Nucléaire iranien. Mustafa Al-Labbad, rédacteur en chef de la revue trimestrielle Sharq Nameh, spécialiste de l’Iran, de la Turquie et de l’Asie centrale, estime que Téhéran doit profiter de l’occasion actuelle pour appliquer ses accords avec l’AIEA.

« Ce rapport qui acquitte l’Iran ne le met pas à l’écart des pressions internationales »

Al-Ahram Hebdo : Quelle est la portée réelle du rapport des renseignements américains sur le nucléaire iranien ?

Mustafa Al-Labbad : Le dernier rapport comporte des messages politiques. Il affirme que l’Iran a arrêté son programme nucléaire militaire à l’automne 2003. Autrement dit, ce rapport met l’accent sur le fait que l’Iran ne représente pas un danger permanent mais juste probable, ce qui n’exige donc pas une intervention militaire.  Il est à noter que ce rapport a le privilège d’avoir une très grande crédibilité auprès des Américains, car il est effectué par 16 services de renseignements américains. Il suffit de rappeler que le rapport précédent publié en 2005 avait émis l’hypothèse que l’Iran a un programme nucléaire militaire secret ? C’est donc lui qui a mené à l’escalade américaine et occidentale contre Téhéran. Il faut donc imaginer à quel point ce genre de rapports a son influence.

D’après vous, pourquoi a-t-il été publié précisément à ce moment ?

— Ce n’est pas par hasard que ce rapport est publié en ce moment, alors que le président Bush est en train de faire des pressions sur le Conseil de sécurité afin d’imposer de nouvelles sanctions contre l’Iran. Comme je viens de le signaler, ce rapport renferme des messages politiques. Il vient d’embarrasser l’Administration Bush, et entamer sa crédibilité devant le monde entier. En même temps, il accorde plus de crédibilité aux services des renseignements américains.

Mais a-t-il vraiment réussi à toucher la crédibilité de l’Administration américaine ?

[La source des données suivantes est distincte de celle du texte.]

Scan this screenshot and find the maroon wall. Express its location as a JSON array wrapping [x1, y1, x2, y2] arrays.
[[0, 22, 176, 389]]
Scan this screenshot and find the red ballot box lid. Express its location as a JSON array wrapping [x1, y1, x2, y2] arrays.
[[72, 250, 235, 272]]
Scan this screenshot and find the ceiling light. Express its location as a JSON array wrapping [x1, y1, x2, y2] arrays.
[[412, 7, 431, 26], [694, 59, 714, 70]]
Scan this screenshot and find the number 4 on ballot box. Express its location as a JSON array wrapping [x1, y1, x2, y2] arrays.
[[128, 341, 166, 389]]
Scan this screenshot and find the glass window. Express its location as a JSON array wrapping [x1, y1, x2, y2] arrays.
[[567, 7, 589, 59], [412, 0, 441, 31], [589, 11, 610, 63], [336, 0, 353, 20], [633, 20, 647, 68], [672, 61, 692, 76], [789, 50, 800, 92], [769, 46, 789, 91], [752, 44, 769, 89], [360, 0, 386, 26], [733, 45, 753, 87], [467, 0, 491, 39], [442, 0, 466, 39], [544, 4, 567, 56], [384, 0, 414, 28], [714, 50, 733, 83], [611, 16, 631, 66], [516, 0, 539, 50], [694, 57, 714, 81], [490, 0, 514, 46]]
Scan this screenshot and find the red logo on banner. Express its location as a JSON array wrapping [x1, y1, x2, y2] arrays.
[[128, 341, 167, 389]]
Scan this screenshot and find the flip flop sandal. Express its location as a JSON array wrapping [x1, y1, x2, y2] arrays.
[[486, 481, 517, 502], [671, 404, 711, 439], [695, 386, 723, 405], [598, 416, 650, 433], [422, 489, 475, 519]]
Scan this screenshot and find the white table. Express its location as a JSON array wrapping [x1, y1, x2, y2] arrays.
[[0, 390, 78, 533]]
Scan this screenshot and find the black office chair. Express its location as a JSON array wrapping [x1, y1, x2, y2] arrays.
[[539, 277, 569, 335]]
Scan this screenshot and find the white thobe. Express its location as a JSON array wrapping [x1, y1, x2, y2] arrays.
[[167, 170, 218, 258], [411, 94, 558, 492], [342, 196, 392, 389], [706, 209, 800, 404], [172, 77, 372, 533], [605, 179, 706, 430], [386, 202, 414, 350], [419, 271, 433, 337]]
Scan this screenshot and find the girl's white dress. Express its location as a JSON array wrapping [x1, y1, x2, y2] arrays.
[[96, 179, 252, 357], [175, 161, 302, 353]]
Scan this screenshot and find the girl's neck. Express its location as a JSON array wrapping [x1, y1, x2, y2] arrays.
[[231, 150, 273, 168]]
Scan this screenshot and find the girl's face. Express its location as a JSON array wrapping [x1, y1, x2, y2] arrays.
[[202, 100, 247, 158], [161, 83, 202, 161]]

— Sans doute que oui. Bush a menacé l’Iran plus de 70 fois de mener des attaques militaires contre lui. Ce qui a eu pour conséquence d’affaiblir sa crédibilité. Avec ce rapport, il lui sera à présent difficile de le faire. Il faut savoir que le mécanisme de la prise de décision américaine est très compliqué. Ce n’est pas uniquement Bush qui prend les décisions. Et le Conseil de sécurité, quant à lui, ne va jamais prendre la décision d’attaquer l’Iran surtout après la publication de ce rapport. Aujourd’hui, un grand nombre de membres du Conseil de sécurité ont invité à mener plutôt des négociations entre les Etats-Unis et l’Iran afin de pouvoir parvenir à une solution. La secrétaire d’Etat américaine Condoleezza Rice appuie d’ailleurs cette proposition.

Quelles conséquences immédiates, donc ?

— Ce rapport a eu des résultats à deux niveaux. D’abord, sur le plan tactique, il affirme l’échec du mouvement de Dick Cheney, vice-président américain qui soutient l’idée d’attaquer l’Iran militairement, face à l’action de la secrétaire d’Etat qui préfère la solution diplomatique. D’autre part, il serait impossible à la suite de ce rapport de promulguer une troisième décision de l’Onu visant à imposer de sévères sanctions à l’Iran influant gravement son économie. Ensuite, sur le plan géopolitique, ni les Etats-Unis ni leurs alliés comme la France, la Grande-Bretagne et Israël ne pourront mener des attaques contre l’Iran sans l’approbation du Conseil de sécurité. 

Les réactions à l’intérieur des Etats-Unis sont devenues contradictoires. Qu’en pensez-vous ?

— Les Démocrates en Amérique refusaient dès le départ la politique de Bush vis-à-vis de l’Iran et la jugeaient hâtive et non justifiable. Ce rapport est donc venu soutenir leurs points de vue. Bush est aujourd’hui dans l’impasse, notamment durant la dernière année de son mandat présidentiel, et sa popularité a beaucoup diminué. Tout ce qu’il peut espérer maintenant, c’est la publication d’un contre-rapport qui affirmera que l’Iran possède vraiment une activité nucléaire dangereuse. Mais la possibilité de mener une attaque militaire contre l’Iran est devenue difficile.

Difficile ou impossible ?

— Dans la politique, tout est possible. Nous pouvons uniquement dire que cette idée est lointaine. Tant que l’Iran n’a pas commis d’erreur fatale en attaquant les forces américaines en Iraq, par exemple, il ne court pas le danger d’être agressé.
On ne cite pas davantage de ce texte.